MD: —so we have these incredibly passionate people who serve on our board and have had really fantastic ideas and sprung terrific initiatives that are now doing amazing things. From my perspective, it’s really telling the story; building a list around who we think might support our mission and our mandate; and working with our chapters. Programs that we want to deliver for young, aspiring filmmakers are an easy sell, if you say a couple things. One, that there’s a workforce and skills shortage in the industry that we’re addressing if you support our initiatives—that definitely speaks to a number of corporations and government agencies. Two, that without some of the training we’re providing, young film enthusiasts would be ill equipped to find their next jobs, so it’s important to train them early to get them to continue their passion. Usually it’s the field that they studied, so universities have an interest in making sure that their students are pursuing that as well. So, we’re looking at university partnerships down the road. Thirdly, from a purely philanthropic perspective, documentary films tell important stories and they have shone a light on some important political, social and cultural stories that would otherwise not have been told. So we serve that mandate as well.
MG: Mathieu, we haven’t talked about your personal life. Can you tell us a bit about who you are and what you do when you’re not at DOC?

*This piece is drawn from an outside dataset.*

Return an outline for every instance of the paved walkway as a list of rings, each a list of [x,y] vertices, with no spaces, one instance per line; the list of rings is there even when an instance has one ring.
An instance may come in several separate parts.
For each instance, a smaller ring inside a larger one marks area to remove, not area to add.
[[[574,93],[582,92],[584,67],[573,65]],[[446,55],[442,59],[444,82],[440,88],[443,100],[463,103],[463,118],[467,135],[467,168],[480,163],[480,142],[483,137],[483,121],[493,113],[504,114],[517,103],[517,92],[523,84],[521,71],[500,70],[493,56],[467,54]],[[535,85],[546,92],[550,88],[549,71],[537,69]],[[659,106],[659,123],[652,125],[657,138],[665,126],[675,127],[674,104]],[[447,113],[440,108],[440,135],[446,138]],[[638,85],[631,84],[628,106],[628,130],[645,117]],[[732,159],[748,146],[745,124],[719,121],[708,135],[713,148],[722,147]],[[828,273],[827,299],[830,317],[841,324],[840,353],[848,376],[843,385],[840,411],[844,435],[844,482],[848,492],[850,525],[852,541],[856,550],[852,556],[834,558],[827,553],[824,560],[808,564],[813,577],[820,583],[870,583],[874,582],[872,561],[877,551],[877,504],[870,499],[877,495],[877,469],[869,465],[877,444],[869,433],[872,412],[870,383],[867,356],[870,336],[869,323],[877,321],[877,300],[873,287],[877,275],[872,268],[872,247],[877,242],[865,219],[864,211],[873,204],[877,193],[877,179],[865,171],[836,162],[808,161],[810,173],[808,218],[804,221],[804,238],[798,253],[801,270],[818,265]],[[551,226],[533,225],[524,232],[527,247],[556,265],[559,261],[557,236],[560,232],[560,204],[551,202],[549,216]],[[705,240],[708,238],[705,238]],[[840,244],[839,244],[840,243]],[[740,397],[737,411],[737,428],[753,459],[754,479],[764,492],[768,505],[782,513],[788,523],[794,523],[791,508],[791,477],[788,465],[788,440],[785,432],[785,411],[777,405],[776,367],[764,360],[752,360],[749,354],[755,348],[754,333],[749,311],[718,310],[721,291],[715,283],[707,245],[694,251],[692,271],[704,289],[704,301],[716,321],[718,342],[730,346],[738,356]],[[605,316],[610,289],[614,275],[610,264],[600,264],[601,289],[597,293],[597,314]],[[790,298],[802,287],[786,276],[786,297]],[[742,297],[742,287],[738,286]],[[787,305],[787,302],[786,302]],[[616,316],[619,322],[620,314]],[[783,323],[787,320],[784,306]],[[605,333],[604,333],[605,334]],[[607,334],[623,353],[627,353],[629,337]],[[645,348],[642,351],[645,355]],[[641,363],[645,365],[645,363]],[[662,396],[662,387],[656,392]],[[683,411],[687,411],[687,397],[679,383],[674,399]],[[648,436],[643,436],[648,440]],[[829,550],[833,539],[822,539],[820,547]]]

MD: I live in Ajax, Ontario with my beautiful wife Rachael and our son Nikolas. We love to travel, spend time outdoors and visit with extended family. As a volunteer, I serve on the board of Firefighters Without Borders. I’ve been there two and a half years. It started off as an organization in 2002 with local firefighters from Mississauga. They were doing wonderful work where they were collecting equipment here in Canada, sending it overseas and doing missions and training initiatives of all sorts across the world. Most people don’t know this, but firefighter services in most countries are volunteer-based; they’re not paid like in most places in Canada. Our focus has been on providing that important, life-saving training to some volunteer services across the world—in St. Lucia, in Macedonia, in Honduras and in a number of other countries. In Ontario, we provide life-saving techniques and training to volunteer fire brigades in many Indigenous communities. I’m very proud of that, and we hope to replicate that service across the country.